玉川子雙手端起茶,禮數周全道:“謝謝師尊。”
吳林春笑了笑,溫聲道:“不用。”
兩人之間,如若是只見了兩次面,這番對話,倒顯得很正常。
但他們是多年的師徒,這樣的對話,只讓人覺得客氣得生分。
玉川子低垂著眉眼,慢慢抿茶,倒沒什么不習慣。打小便是這樣的。
吳林春是個溫吞性子,對誰都好,對他這個唯一的弟子也好。但如果對親人和對外人都是一樣的和氣,親人和外人又有什么區別呢?于是便一樣疏離。
玉川子垂首,等著吳林春日常例行對他的關心,什么修為精進了沒?這些日子還好?修煉時有沒有遇見什么煩心事……問完他了,再拿著一模一樣的問題,去問別人一遍。“當年為師發現顧淵峙洗血之事后,斥責了常旭和錢多來一頓,你知道為何沒說你嗎?”
玉川子聽見了吳林春的問題。
他手中的茶盞一歪,里頭的熱茶頓時傾灑到了他手上,玉川子卻恍然不覺,猛地抬頭,看向吳林春。吳林春看著眼前這個,他熟悉又陌生的唯一一個弟子,微微嘆了一口氣,但笑容未消:“因為為師和你一樣,所以沒什么資格去責怪你。”他這個宗主不像其他宗主那樣,在宗門有著絕對的話事權,他這些年頭頂上,一直懸著一個鴻元仙尊。他不愿意成為鴻元仙尊的走狗,于是鴻元仙尊就不怎么喜歡他。而鐘鼎宗五峰的峰主里,常旭和錢多來,和鴻元仙尊最為親近。

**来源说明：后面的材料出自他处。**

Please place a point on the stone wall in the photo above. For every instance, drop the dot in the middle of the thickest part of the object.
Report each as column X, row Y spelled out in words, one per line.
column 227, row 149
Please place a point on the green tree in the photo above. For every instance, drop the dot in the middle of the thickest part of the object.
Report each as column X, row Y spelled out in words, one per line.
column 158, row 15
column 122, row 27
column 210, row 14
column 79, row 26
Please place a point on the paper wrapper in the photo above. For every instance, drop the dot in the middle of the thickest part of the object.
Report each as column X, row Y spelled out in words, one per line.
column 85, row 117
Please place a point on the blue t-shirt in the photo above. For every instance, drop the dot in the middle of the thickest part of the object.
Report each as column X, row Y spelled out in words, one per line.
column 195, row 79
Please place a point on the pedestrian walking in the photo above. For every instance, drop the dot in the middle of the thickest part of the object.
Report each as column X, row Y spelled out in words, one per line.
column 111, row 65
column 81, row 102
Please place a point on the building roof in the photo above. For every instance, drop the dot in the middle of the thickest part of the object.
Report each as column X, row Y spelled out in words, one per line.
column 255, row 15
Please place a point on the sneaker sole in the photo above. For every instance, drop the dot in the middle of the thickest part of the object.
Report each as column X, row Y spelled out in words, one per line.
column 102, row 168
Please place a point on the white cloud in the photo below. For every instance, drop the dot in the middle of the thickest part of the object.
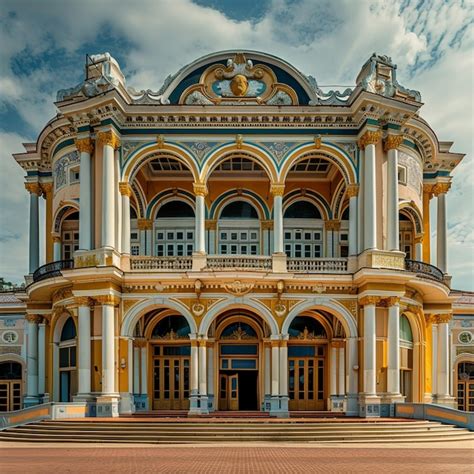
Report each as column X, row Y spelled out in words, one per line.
column 430, row 40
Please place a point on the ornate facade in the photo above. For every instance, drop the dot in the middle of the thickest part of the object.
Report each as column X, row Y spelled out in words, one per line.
column 238, row 240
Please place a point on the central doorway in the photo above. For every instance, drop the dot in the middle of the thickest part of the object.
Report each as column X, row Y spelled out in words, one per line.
column 239, row 363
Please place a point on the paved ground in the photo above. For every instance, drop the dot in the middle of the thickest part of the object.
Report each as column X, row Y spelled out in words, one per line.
column 444, row 458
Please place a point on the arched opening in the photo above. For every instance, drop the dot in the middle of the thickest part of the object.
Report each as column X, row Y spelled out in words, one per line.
column 406, row 358
column 465, row 385
column 307, row 353
column 70, row 235
column 239, row 349
column 303, row 230
column 67, row 361
column 174, row 229
column 239, row 229
column 10, row 385
column 406, row 235
column 170, row 349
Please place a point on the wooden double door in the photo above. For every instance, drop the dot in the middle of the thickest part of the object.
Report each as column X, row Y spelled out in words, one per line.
column 171, row 378
column 306, row 379
column 10, row 395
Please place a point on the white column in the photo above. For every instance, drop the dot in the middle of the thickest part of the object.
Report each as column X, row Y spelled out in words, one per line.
column 393, row 342
column 443, row 356
column 369, row 347
column 131, row 366
column 267, row 374
column 434, row 359
column 441, row 242
column 144, row 371
column 56, row 248
column 275, row 368
column 284, row 369
column 277, row 190
column 109, row 142
column 202, row 368
column 353, row 237
column 194, row 382
column 392, row 192
column 360, row 204
column 41, row 358
column 125, row 191
column 200, row 221
column 341, row 372
column 333, row 368
column 136, row 370
column 118, row 203
column 32, row 356
column 35, row 192
column 108, row 349
column 210, row 370
column 84, row 146
column 84, row 349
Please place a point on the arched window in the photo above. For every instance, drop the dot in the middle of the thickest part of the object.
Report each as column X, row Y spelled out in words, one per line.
column 67, row 361
column 303, row 229
column 174, row 229
column 239, row 229
column 171, row 327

那日在顧淵峙洗血的屋子外,沒有誰比他自己更清楚,他是怎樣因為忌憚鴻元仙尊,所以只敢斥責了常旭和錢多來,而不敢制止他們。
他因此離開倒像逃避,連看一眼小徒弟都不敢。
他這樣怯懦、處處忍讓的師尊,縱然坐著宗主之位,又如何敢言帶領宗門、教養徒弟。和對得起最初的道心。
玉川子聽著他平靜和緩地說出這一切,直到茶盞里的熱茶涼了,都還維持著方才的姿勢。他不知道要回答什么,但卻突然覺得,他和吳林春之間的那層長久的,因長久客氣形成的厚重疏離,破碎了一點。師尊會對其他人說這樣的話嗎?
只對他說了,那么他是特別的。對于外人來說是特別的,就是親人的意思。玉川子一半為師尊難過,一半又打心底里涌出高興。
比修為又突破還要高興。
他向來不會安慰別人,此時此刻,卻想對吳林春說些什么話,他張了張嘴,正要說,就聽見吳林春笑道:“但為師這些日子,突然想明白了。”他伸手將桌子角的一個請帖往玉川子那邊推了推。請帖外面,用金線描畫了一朵杏花,玉川子剛入座時便看見了。
整個五大陸,以金線為杏花宗紋的,只有落瓊宗。
“落瓊宗宗主,雖然年輕,卻比我勇敢。”吳林春溫聲道,“小玉,你將它收著吧。”玉川子拜師吳林春六十一年,這是師尊第一回喚他小玉。
也是最后一回。
當時日光甚好,玉川子一歪頭,就瞧見窗外桂花漫漫,桂花香浮動在晴朗天氣中,浮塵都明媚。
五日后,吳林春就死在了他那時隔窗看見的桂花樹下。
燕銜春是傍晚時分出現的,身邊跟著鴻元仙尊。他穿了一件寬大的黑袍,行走間衣擺獵獵,襯得他氣勢更盛。鴻元仙尊走在他身邊,都被他壓下了幾分派頭。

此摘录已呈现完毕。